The
last few days the GPs we are now forced to report on under GMC censorship for
doctors have noted that 2 news organizations have reported that there might
just be a problem with the great non-paying British public getting to see their
GPs.
In
most countries in the world with far better healthcare than that in the UK
there might be a small consideration before demanding an urgent same day
appointment for Tarquin’s asymptomatic rash of 3 years’ duration that has
caused him no problems until someone suggested it might be meningitis.
So
Good Morning Britain (ITV) has reported thus. (Please
be aware there are adverts and you may have to wait to see the full report but
this is commercial for profit organization not the NHS).
The
next day the BBC have now put this little item up and
later that day this piece.
So
to summarize the past few years of Party and press speak.
GPs are idle
overpaid bastards say the press and politicians.
All
those idle over paid GPs have been doing nothing other than trouser the dosh
and ignore patients when in fact they have done more work (number of appointments up 15.7% since 2008), with less funding (10.7% of the NHS budget in 2005-6 compared with
8.4% of the budget in 20011-12) and a workforce decrease of 3% since 2009. In the commercial
world this might be classed as a success.
Idle
overpaid bastards say the press and politicians.
This
is set to get worse because intelligent medical students paying a fortune for qualifications
are going to use the free market to choose their career and repay their student
loans and are choosing not to train as GPs. They may also want to do what
normal people do with their hard earned dosh and buy houses (not practices),
start families and have some time to enjoy them so a 9-5 hospital job with the
odd night on call suddenly seems very attractive compared with a minimum Party
determined day of 08.00 - 18.30 and threat of having to do the same or more 7 days a
week (did we forget the extended Brown shifts on top as well?).
From
meetings we know of GP training schemes that are struggling to fill places and
which are only c 80% full and the reason a little old lady was removed from a
list was because a practice could not replace a GP. If large number of GPs are
set to retire and you cannot fill
enough vacancies to maintain the status quo can anyone guess what might happen?
Politicians
claim an increase in GP numbers but this is just smoke and mirrors as more and
more GPs seek to reduce hours. So let us say that there are 10 GPs working full
time and we increase the number of GPs by 100% to 20 GPs but then all 20 GPs choose
to work half time then the 100% increase in numbers is in fact a 0% increase in
GP availability. This is what has happened at ND Central and in many local
practices as GPs realize the job sucks when it didn’t used to.
Increase
demand, reduce resources and something has to give.
Anyone
still want to be a GP? Anyone in the TriPartite health alliance smelt the
coffee yet? The media only just have but after many years of reporting that everything is rosey.
Praise
be to the Party for once again blaming those who are not the problem for the
problem and in doing so ignoring the problem. It takes 10-11 years to take a
first year medical student and train them to be a GP and the number of GPs
retiring is set to increase year on year until 2022 while GP training schemes
cannot be filled just to maintain the status quo.
You
have been warned comrades things can only get worse while the politicians
continue to fiddle and ignore the fire.
2 comments:
They are not just ignoring the fire, but fanning the flames.

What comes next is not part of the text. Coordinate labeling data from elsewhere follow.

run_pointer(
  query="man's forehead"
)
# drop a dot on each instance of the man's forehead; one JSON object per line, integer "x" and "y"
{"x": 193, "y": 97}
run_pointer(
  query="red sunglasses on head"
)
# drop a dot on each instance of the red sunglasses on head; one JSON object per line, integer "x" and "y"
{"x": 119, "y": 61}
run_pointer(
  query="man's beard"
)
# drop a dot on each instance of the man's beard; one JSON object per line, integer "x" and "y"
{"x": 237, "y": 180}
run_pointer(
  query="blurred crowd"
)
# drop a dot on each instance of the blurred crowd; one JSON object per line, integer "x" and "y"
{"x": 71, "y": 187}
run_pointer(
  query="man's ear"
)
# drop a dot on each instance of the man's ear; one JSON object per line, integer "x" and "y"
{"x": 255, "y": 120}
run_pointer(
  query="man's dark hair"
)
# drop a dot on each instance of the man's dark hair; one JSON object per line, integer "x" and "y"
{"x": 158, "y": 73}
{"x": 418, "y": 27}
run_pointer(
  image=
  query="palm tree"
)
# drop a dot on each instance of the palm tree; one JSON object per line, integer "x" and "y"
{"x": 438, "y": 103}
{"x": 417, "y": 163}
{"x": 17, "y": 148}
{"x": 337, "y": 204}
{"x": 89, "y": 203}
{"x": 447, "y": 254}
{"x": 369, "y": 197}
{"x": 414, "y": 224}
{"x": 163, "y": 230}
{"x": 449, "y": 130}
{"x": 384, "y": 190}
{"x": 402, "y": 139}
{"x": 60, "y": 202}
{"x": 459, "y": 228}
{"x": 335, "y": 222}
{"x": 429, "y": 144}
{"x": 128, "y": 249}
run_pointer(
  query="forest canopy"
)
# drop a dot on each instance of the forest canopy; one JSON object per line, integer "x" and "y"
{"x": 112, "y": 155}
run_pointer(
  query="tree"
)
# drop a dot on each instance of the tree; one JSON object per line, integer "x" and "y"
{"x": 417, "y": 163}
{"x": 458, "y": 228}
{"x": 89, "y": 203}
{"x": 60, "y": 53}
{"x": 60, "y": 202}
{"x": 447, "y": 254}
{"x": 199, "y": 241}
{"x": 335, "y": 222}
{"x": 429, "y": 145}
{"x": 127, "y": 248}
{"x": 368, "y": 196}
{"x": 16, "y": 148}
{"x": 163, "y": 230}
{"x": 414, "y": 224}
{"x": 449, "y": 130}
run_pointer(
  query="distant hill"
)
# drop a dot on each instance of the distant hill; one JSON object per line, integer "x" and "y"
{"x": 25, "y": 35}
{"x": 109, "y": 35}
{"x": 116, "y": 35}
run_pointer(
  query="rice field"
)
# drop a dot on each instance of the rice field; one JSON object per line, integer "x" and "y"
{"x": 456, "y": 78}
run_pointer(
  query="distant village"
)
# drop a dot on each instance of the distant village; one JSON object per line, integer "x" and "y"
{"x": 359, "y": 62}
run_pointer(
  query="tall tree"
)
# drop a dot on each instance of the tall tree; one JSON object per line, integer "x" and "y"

They seem to want General Practice to collapse. Perhaps they think they can control it in their own interests. Once practices start to fail, they will fall like dominoes and it will not be reversible.
Being a non smoking, hardly ever drinking lots of exercising lots of veg eating person I hardly ever have cause to visit our GP. Yet getting an appointment has never been a problem. My wife has multiple issues and similarly has no problems. How can this be?
We live in Scotland and Health is a devolved matter.
I'm sure our GP demographics are similar though. The issue then becomes can we attract more junior docs into General Practice under a different system?
Will this make Scotland a magnet sucking GPs up from parched England? or will England suck our trained GPs south?